Sollten so nicht auch moderne Bauern denken?. Ja, sie sind das Rückgrat der österreichischen Landwirtschaft und ohne sie würden wir in einer „Mad Max“-Welt leben. Doch die aktuelle Diskussion zwischen Spar und den Bauern der NÖM ist schwer zu hinterfragen. Abseits von etwaigen politischen Hintergründen aufgrund von bevorstehenden Wahlen ist es fraglich, wieso ein 35%-Eigentümer einer Molkerei ins operative Geschäft der Molkerei – die sich meines Wissens bis heute dazu nicht geäußert hat – eingreift. Denn: man muss die Situation im Gesamtkontext sehen. Da die NÖM über die Logistikschiene NÖM Gast auch als Händler fungiert, müsste sie wissen, dass auch ein Händler auf die Kosten schaut.
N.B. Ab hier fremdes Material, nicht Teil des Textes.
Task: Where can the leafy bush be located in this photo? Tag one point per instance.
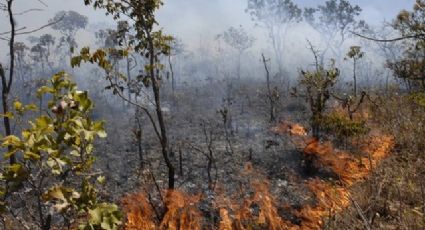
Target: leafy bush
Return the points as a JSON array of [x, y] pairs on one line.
[[52, 175]]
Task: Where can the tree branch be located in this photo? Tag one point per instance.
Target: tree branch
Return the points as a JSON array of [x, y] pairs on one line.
[[414, 36]]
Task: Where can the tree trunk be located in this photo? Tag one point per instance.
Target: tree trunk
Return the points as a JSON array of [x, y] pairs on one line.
[[7, 84], [159, 114], [269, 92]]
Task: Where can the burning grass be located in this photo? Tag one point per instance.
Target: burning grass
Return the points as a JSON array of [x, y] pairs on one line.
[[257, 208]]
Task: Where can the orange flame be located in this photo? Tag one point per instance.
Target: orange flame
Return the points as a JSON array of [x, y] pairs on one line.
[[239, 214], [292, 129]]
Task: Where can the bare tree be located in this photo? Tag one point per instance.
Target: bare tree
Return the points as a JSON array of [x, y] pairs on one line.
[[276, 16], [238, 39], [334, 20], [7, 82]]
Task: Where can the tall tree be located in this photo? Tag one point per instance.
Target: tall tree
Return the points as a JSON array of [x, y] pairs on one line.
[[6, 82], [68, 23], [355, 53], [334, 20], [276, 16], [152, 44], [238, 39], [411, 68]]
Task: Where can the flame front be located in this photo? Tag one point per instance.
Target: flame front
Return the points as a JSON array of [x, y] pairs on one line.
[[236, 214]]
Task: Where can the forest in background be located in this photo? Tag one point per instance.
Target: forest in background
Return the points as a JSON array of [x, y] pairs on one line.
[[138, 131]]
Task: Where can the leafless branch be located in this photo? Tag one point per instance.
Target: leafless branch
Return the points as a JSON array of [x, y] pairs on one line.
[[27, 11], [34, 30], [413, 36]]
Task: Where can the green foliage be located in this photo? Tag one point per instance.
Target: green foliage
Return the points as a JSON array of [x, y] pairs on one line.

Den Theaterdonner über die Tages-Medien auszuspielen, damit innerhalb der Branche Schaden anzurichten und dann trotzdem die Milchmengen für die Eigenmarken zu liefern, ist eine Vorgehensweise gemäß dem Motto: „Wasch mich, aber mach mich nicht nass“. Diskussionen zwischen Handel und Industrie hat es immer gegeben und diese werden auch immer hart sein, aber es empfiehlt sich in Zukunft ein überlegterer Kommunikations-Plan.
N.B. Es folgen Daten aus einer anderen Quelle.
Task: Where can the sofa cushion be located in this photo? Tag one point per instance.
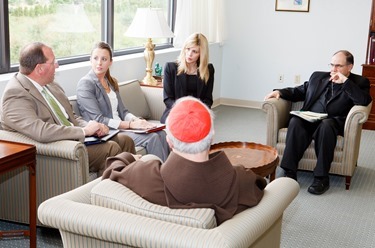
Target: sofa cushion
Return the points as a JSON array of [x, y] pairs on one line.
[[134, 99], [113, 195]]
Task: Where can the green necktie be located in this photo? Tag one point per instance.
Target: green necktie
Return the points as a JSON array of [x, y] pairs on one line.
[[56, 109]]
Nicht zuletzt sind die richtigen Informationen goldeswert – nicht nur wenn es um Absatzmärkte und Preise bei landwirtschaftlichen Produkten geht. Auch die „totgesagte“ Mariahilferstraße ist in keinem so miesen Zustand, wie durch eine Studie beschrieben. Nein, es sind nicht die Umsätze, die schlecht performen – es sind hauptsächlich die Mieten, die den Händlern auf Wiens größter Einkaufsstraße (mit der Kärntnerstraße/Graben gemeinsam) Kopfschmerzen bereiten. Die Mariahilferstraße ist im Fokus der größten Retailer des Landes – nach wie vor. Dort fahren sie ihre größten Umsätze ein, die dann – wie vom Ur-Hai in einem Biss durch die Mieten aufgefressen werden. 70-80 Euro am Quadratmeter sind Usus, damit ist eine Korrekturphase dringend notwendig. Hannes Lindner von Standort+Markt ortet neben einer künstlichen Hochhaltung der Mietpreise auch durch Untervermietsverträge auch nicht gesprächsbereite Vermieter, die erst bei einer großen Anzahl an Leerständen zum Umdenken kommen werden. Gastronomie und Entertainment werden die Einkaufsstraßen nicht retten, da sich die Branche die hohen Mieten nicht leisten wird können. Und nicht zuletzt besteht durch die Vielzahl an Vermietern auch keine Homogenität, wie sie in einem Einkaufszentrum vorzufinden ist. Deshalb liegen die Leerstandsraten dort im Durchschnitt auch bei 4%. Doch es ist wie bei den Aktionen im Lebensmittelhandel: wer macht den ersten Schritt und setzt seine Miete herab?
Es zeigt sich hier, wie in allen anderen Fällen – erst wenn der Leidensdruck zu groß ist, dann wird gehandelt.